The point is not “they don’t receive government benefits.” Obviously a person living in public housing is receiving a form of benefit. The point is that the moldy Reagan-racist vision being promoted in these comments of people who live off of handouts is not accurate.
Let’s not mention the free electricity while we are forced to use candles.
If the employment rate is 62%, does that mean the unemployment rate is 38% ?
According to https://www.bls.gov/web/metro/laummtrk.htm the unemployment rate is 4.4 % for New York-Newark-Jersey City, NY-NJ Metropolitan Statistical Area (2025)
You’re not comparing the same things.
And this is why many families live in multi generational households where family members care for others so those who can work. Providing care and stability for kids and care and stability for elderly. Versus expect the state to pay for them. Our social safety net system is really broken. It should be a means to self sufficiency not a generational lifestyle choice. Seems like a system that is in need of DOGE. I feel somewhat bad that Ms Quinones’ life has been broadcast, but sounds like she invited it. I feel less angry at ppl with rent controlled apartments who also own homes in the Hamptons!
The only thing more slippery than fish guts is when you open Time Magazine to the middle and place it face down on a polished wooden floor.
I truly believe that NYCHA housing needs better monitoring and repair.
That said, I grew up in Section 8 housing and went through the public school system and attended city and state colleges. While I believe there are more challenges for the younger generation, it is very possible to move out of the public housing system with hard work and planning. Maybe there should be more counseling to help people look at a righter future and in different markets and locations.
TEN YEARS to settle a claim?!?! TEN YEARS?!?!? There is something horribly wrong here.
Defendants drag things out hoping the plaintiff will die or get tired of fighting. Classic tactic.
Public housing is still housing, and we all need a place to live. I am a tax payer and I have no problem with people living stable lives, engaging with their community, and laying down roots. We should all be so fortunate. I wouldn’t want to live in a gated segregated community, that’s what the suburbs are for. I’m happy to share my community, and tax dollars, with folks from all backgrounds and economic classes.

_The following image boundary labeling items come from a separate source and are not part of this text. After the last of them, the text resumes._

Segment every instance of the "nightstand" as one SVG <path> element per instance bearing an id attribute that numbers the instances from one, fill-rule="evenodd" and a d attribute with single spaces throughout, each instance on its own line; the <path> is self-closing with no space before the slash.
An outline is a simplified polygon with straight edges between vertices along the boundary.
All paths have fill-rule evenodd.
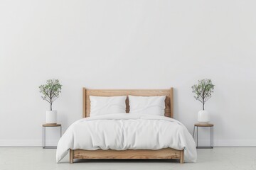
<path id="1" fill-rule="evenodd" d="M 60 137 L 61 137 L 61 124 L 43 124 L 43 149 L 55 149 L 57 147 L 46 147 L 46 128 L 55 127 L 60 128 Z"/>
<path id="2" fill-rule="evenodd" d="M 196 127 L 196 148 L 202 148 L 202 149 L 213 149 L 213 126 L 214 125 L 212 123 L 196 123 L 194 125 L 193 132 L 193 138 L 195 135 L 195 128 Z M 198 147 L 198 127 L 203 128 L 210 128 L 210 147 Z"/>

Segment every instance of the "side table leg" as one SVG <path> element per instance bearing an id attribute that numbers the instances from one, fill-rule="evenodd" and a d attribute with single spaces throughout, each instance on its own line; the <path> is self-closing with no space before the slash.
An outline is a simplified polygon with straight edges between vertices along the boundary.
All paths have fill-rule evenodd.
<path id="1" fill-rule="evenodd" d="M 198 147 L 198 127 L 196 127 L 196 148 Z"/>

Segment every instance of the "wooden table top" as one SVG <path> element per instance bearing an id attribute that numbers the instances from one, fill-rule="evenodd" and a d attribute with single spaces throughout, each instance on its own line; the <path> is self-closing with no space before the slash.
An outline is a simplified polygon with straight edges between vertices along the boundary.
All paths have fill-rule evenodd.
<path id="1" fill-rule="evenodd" d="M 213 126 L 214 125 L 212 123 L 195 123 L 195 126 L 199 126 L 199 127 L 210 127 Z"/>
<path id="2" fill-rule="evenodd" d="M 61 124 L 50 124 L 50 123 L 46 123 L 46 124 L 43 124 L 42 125 L 44 127 L 56 127 L 56 126 L 61 126 Z"/>

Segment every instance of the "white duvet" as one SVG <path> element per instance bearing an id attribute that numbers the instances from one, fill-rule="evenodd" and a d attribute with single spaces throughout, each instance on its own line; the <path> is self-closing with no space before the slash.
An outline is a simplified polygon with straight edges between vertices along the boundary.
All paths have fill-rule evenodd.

For those that aren’t old enough to remember, Citarella wasn’t always the stellar neighbor that it is today. I remember strikes by their employees, terrible working conditions, and yes, sloppy sidewalks.
And the strong-arm tactics that the owner used to remove the tenants on the second floor so he could expand. As you note, they were NOT always the “stellar” (and even now that word may be a bit overmuch) neighbor that is is today.
Me too!
We have to completely overhaul the legal system, awards, and lawyers’ fees. Getting six mil because you fell is ridiculous. And the lawyers get half of that.